Many who attended the WPUK meeting do not see transwomen as real women and see the change as an encroachment on "women only spaces" like changing rooms and all-female candidate shortlists.

Ellie Stamp, an organiser of the demonstration said: “The ideas that are held at this meeting suggest that trans women are not real women and perpetuates the idea that trans women in general are violent and should not be trusted.

“We’re here today, some of us are trans, some of us are not, but we’re standing against this meeting. “

The event was originally to be hosted at the Friends Meeting House but was cancelled under mounting pressure.

It was then decided the event would go ahead at the Jury’s Inn Hotel on Brighton seafront, but the plan to keep the new location a secret from activists failed and over a hundred protesters packed around both entrances to the building. 

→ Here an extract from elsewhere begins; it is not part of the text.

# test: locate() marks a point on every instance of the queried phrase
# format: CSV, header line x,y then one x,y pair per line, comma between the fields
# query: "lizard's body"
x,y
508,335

Among those on the panel include Gill Smith, a woman began to transition to male but has since changed their mind and Dr Kathleen Stock, a professor at the University of Sussex.

One WPUK event organiser named Sarah told The Argus:

“We were invited to organise an event here and that’s what’s happening today.

“I can hear the chants but that’s not at all the right characterisation of our views.

“At the moment they’re not prepared to have a debate.

“You can’t alter laws just because someone shouts the loudest and stamps their feet the hardest.”